Satu langkah diambil pemerintah terhadap keberadaan iklan rokok di internet. Menteri Kesehatan (Menkes) Nila Farid Moeloek menerbitkan surat edaran nomor TM.04.01/Menkes/314/2019 tentang pemblokiran iklan rokok di internet. Surat tersebut ditandatangani oleh Nila pada 10 juni 2019

Meski permintaan tersebut belum mendapatkan tindakan lebih jauh, namun tetap saja surat dari menteri kesehatan tersebut harus disikapi secara serius.

Pasalnya, tiga website bermuatan unsur rokok seperti rokokherbal.org, rokokherbal.biz, dan herbalroko.blogspot.co.id sudah dimatikan oleh pemerintah. Tiga laman tersebut ditutup dengan alasan mengandung muatan negatif dalam isinya, ini juga bisa saja jadi pintu awal untuk pemblokiran lainnya.

Tentu saja langkah pemerintah tersebut harus disikapi secara serius. Mengingat peraturan yang diterbitkan oleh Menteri Kesehatan tersebut cacat hukum dan tak layak untuk diterbitkan. Apalagi Kemenkominfo juga dengan gegabah tanpa mempertimbangkan secara dalam juga ikut-ikutan memperkeruh suasana. Berikut tiga alasan mengapa langkah pemerintah tersebut memang patut dikritisi.

Tidak Memiliki Landasan Hukum yang Jelas

Pemblokiran iklan rokok secara total sejatinya telah melanggar UU Penyiaran No 32 Tahun 2002 Pasal 46 Ayat (3) butir c dan melanggar PP 109/2012 Pasal 27 Ayat (c) dan (d), bahwa iklan rokok selama ini tidak memperagakan wujud rokok dan tidak bertentangan dengan kesusilaan masyarakat dan nilai-nilai agama.

Baca Juga:  Merokok di Gerbong Kereta Masih Dilarang, Mari Patuhi Aturan

Peraturan mengenai iklan rokok juga telah diatur sangat detail di dalam PP 109 Tahun 2012 pasal 27 sampai pasal 40, mulai dari aturan promosi hingga sanksi di media teknologi informasi atau internet sudah ada dan ketat.

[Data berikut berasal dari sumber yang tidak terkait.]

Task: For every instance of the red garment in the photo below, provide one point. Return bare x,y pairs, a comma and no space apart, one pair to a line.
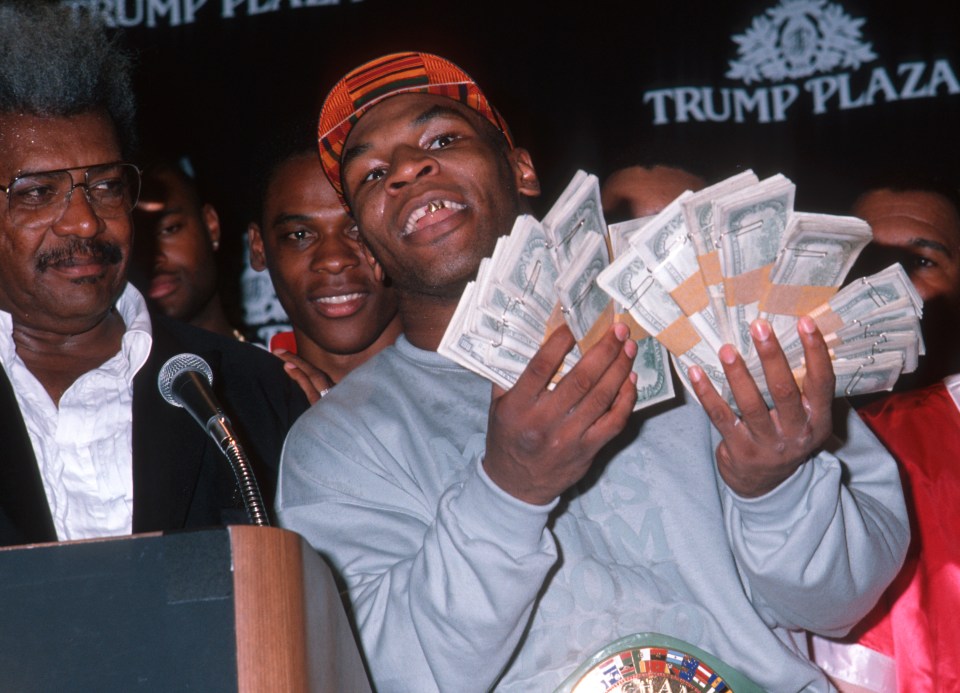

Berpotensi Merugikan Negara

Penjualan melalui internet kini menjadi satu industri bisnis tersendiri yang memiliki keuntungan luar biasa. Situs jual beli online di Indonesia yang berbasis start-up ini berkembang pesat. Bahkan, beberapa di antaranya termasuk dalam jajaran ‘unicorn‘, yakni start up dengan valuasi di atas US$1 miliar atau sekitar Rp 13 triliun.

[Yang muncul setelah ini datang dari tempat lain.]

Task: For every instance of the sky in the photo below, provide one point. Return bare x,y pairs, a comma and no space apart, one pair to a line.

Pemblokiran iklan di internet dapat dipastikan merugikan negara. Katadata.co.id pernah merilis, sektor bisnis online berupa e-commerce marketplace dan aplikasi belanja iklan rokok mencapai Rp 4,88 triliun atau 4,86%.

Mengancam Kebebasan Berekspresi

Surat edaran dari menteri kesehatan tak hanya menyasar pada situs milik perusahaan rokok saja, melainkan juga pada Akun pribadi yang sering menyebarkan informasi, gambar, dan tautan ttg rokok. Bisa saja, jika ada individu yang memosting gambar rokok hanya untuk kebutuhan pribadi tanpa unsur komersil didalamnya bisa diblokir oleh pemerintah.

Baca Juga:  Tudingan Ada Narkoba dalam Rokok Adalah Hoax dari Antirokok

Tentu jika itu terjadi maka satu asas kebebasan berekspresi di internet sudah dibelenggu oleh pemerintah. Tentu iklim penggunaan internet di tanah air akan semakin tidak sehat, sudah dibatasi dengan peraturan di atas, ditambah lagi peraturan dengan pasal karet dalam UU ITE yang kerap membelenggu warganet.